There were 646 passengers and 376 crewmen on board: a total of 1,022 people. All but 21 of the passengers were British citizens, and the crew members were mostly Greek and German. The captain of the Lakonia was 53-year-old Mathios Zarbis.
Evacuation of the ship was extremely difficult. Some lifeboats burned before they could be lowered. Two of the lifeboats were swamped, spilling their occupants into the sea; one when it was lowered only by one end, and the other when its davits broke off. Chains had rusted in many of the davits, making boats difficult or impossible to move. In the end, just over half of the lifeboats made it safely away from the Lakonia, some of them less than half full. Several people who dived overboard struck the side of the ship on the way down, killing them before they hit the water.
When all of the boats were away, there were still people adrift in the water and over 100 people left on board the burning ship. The Lakonia continued to burn fiercely and was rocked by violent explosions. Those who remained on board flocked to the glass-enclosed Agora Shopping Center at the stern of the ship. After several hours, the flames closed in on them, and they were forced to descend ropes and rope ladders into the ocean. The port and starboard gangways were lowered as well, and people walked down the gangways single file into the sea.

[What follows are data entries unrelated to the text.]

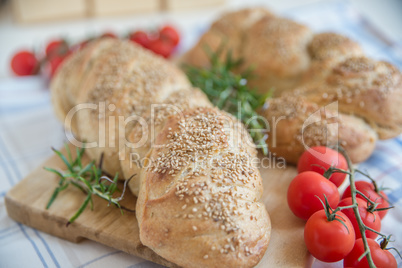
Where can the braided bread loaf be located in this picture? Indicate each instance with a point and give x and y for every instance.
(197, 189)
(317, 79)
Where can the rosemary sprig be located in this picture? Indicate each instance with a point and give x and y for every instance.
(230, 92)
(89, 179)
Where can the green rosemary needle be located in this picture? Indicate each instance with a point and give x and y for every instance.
(230, 92)
(89, 179)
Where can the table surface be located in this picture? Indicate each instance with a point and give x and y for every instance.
(28, 127)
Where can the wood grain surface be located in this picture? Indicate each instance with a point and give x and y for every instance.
(26, 204)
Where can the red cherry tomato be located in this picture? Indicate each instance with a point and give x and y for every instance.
(370, 219)
(367, 188)
(329, 241)
(141, 38)
(168, 33)
(56, 48)
(382, 258)
(320, 158)
(303, 191)
(24, 63)
(160, 47)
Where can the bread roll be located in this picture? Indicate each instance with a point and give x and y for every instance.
(197, 189)
(308, 72)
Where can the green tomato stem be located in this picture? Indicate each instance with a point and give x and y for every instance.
(362, 226)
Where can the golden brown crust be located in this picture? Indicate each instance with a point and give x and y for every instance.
(204, 169)
(321, 68)
(297, 124)
(276, 50)
(227, 32)
(207, 195)
(369, 89)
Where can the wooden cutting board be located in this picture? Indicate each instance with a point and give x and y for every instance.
(26, 204)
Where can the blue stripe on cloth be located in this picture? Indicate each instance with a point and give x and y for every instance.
(8, 229)
(33, 244)
(47, 248)
(99, 258)
(7, 171)
(18, 174)
(13, 165)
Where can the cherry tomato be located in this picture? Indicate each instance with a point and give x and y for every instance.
(168, 33)
(141, 38)
(367, 188)
(160, 47)
(329, 241)
(304, 190)
(24, 63)
(56, 48)
(320, 158)
(370, 219)
(382, 258)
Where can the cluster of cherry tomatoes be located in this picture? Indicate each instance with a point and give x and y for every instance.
(330, 235)
(162, 42)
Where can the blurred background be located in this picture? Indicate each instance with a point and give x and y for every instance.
(32, 24)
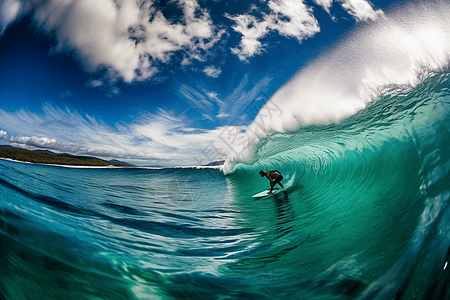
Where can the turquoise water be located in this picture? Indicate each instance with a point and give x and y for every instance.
(365, 215)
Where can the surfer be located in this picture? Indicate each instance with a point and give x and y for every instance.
(274, 178)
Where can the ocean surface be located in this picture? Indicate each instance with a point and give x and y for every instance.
(365, 215)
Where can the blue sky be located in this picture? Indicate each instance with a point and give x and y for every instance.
(157, 82)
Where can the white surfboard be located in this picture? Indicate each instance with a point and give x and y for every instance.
(266, 193)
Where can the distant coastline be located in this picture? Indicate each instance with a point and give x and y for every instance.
(51, 158)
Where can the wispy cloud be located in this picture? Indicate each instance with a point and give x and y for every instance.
(9, 11)
(3, 135)
(290, 18)
(66, 94)
(162, 137)
(211, 71)
(130, 37)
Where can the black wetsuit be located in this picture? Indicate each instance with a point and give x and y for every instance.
(274, 177)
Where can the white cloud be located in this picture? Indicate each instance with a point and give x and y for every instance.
(95, 82)
(3, 135)
(290, 18)
(130, 37)
(222, 115)
(161, 137)
(9, 11)
(361, 10)
(212, 71)
(326, 4)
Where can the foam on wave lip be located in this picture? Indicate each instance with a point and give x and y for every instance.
(395, 50)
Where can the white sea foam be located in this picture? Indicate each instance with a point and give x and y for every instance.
(395, 50)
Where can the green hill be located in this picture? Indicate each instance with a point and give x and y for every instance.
(48, 157)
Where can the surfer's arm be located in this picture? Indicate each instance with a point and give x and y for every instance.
(271, 184)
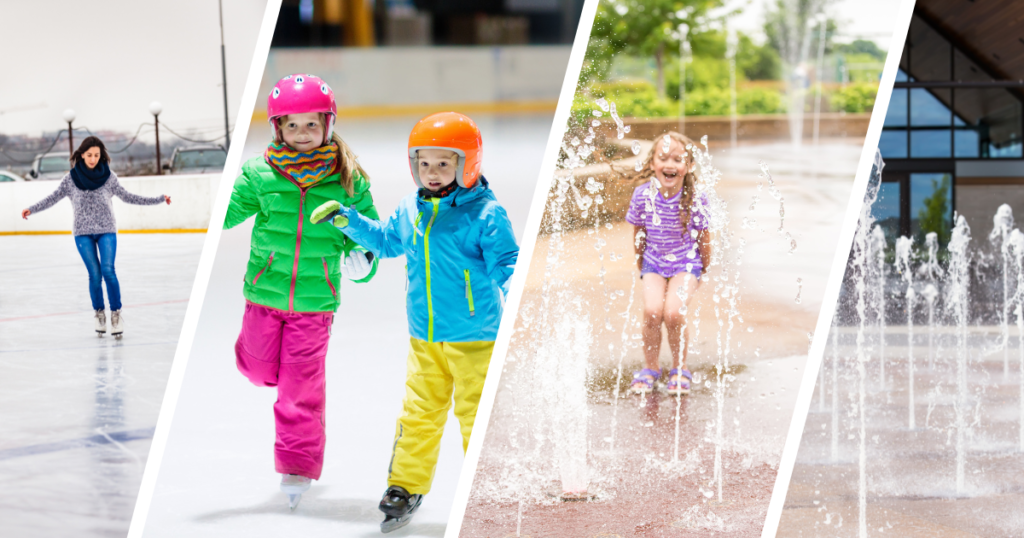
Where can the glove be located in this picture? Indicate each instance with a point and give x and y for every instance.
(357, 264)
(330, 211)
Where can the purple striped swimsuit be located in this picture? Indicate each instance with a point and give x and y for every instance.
(669, 251)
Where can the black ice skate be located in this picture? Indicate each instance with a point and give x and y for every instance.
(398, 506)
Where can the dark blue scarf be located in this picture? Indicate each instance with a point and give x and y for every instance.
(89, 178)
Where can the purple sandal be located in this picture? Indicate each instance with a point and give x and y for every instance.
(681, 384)
(643, 381)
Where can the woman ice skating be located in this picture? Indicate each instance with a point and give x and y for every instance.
(90, 184)
(294, 272)
(673, 251)
(461, 252)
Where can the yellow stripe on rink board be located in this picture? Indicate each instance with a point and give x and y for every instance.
(66, 233)
(517, 107)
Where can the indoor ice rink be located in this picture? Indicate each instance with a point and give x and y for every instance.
(217, 478)
(80, 410)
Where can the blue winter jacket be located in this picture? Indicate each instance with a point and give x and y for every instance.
(460, 253)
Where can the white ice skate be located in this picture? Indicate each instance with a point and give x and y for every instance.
(100, 322)
(117, 324)
(294, 486)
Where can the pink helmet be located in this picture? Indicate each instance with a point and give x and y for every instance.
(299, 94)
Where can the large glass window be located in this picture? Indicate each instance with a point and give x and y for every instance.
(948, 122)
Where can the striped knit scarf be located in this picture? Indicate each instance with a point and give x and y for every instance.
(306, 168)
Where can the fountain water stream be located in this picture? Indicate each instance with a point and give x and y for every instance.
(1003, 223)
(958, 295)
(904, 246)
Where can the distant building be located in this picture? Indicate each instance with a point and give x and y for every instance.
(952, 134)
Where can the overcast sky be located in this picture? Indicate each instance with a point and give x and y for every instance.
(871, 19)
(108, 59)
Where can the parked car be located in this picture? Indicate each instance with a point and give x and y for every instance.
(203, 159)
(6, 176)
(50, 166)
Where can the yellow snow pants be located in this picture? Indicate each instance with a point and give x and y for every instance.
(435, 370)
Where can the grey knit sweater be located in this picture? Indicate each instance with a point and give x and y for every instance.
(93, 209)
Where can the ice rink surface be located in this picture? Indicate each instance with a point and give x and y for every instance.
(217, 477)
(79, 410)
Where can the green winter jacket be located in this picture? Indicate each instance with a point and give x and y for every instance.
(293, 265)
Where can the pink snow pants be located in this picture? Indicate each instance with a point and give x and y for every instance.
(288, 350)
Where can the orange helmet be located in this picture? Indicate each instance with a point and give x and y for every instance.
(452, 131)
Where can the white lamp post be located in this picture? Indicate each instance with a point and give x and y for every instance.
(69, 116)
(155, 109)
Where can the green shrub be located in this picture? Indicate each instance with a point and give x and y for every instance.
(854, 98)
(638, 98)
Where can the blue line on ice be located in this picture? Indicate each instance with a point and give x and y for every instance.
(102, 345)
(120, 437)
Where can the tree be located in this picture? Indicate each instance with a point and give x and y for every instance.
(934, 216)
(643, 28)
(861, 46)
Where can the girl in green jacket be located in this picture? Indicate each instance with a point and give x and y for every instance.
(291, 284)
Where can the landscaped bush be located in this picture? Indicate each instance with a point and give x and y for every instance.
(857, 97)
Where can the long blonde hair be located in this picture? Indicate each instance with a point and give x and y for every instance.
(346, 159)
(689, 179)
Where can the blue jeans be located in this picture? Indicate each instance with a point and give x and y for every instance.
(97, 252)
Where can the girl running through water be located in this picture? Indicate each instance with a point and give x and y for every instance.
(91, 184)
(294, 272)
(673, 251)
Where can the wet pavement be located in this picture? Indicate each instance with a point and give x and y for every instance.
(642, 485)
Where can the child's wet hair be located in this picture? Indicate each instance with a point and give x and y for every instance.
(689, 180)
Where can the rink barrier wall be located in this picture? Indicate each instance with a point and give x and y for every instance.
(445, 77)
(192, 201)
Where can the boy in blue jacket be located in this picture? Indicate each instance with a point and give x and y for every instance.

At 3:30 a.m., four hours after the first distress call, the 495-foot (151 m) Argentine passenger ship Salta arrived on the scene. The Salta, under the command of Captain José Barrere, had been on its way from Genoa, Italy to Buenos Aires. The 440-foot (130 m) British tanker Montcalm arrived half an hour later at 4:00 a.m. The majority of the survivors were saved by these two ships. The Salta rescued 475 people and took aboard most of Lakonia’s lifeboats.
In the hours that followed, the Belgian ship Charlesville, the Brazilian freighter Rio Grande, the British passenger ship Stratheden and the Panamanian freighter Mehdi all arrived to take part in the rescue. Each of the rescue vessels dispatched boats to pluck survivors from the water. Also, four United States Air Force C-54 planes were sent from the Lajes Air Base in the Azores. The planes dropped flares, life jackets, life rafts and survival kits to people in the water.
A total of 128 people died in the Lakonia disaster, of which 95 were passengers and 33 were crew members. Only 53 people were killed in the actual fire. The rest died from exposure, drowning and injuries sustained while diving overboard
Lakonia had originally been the Johan van Oldenbarnevelt operated by Netherland Line and later by Holland America Line.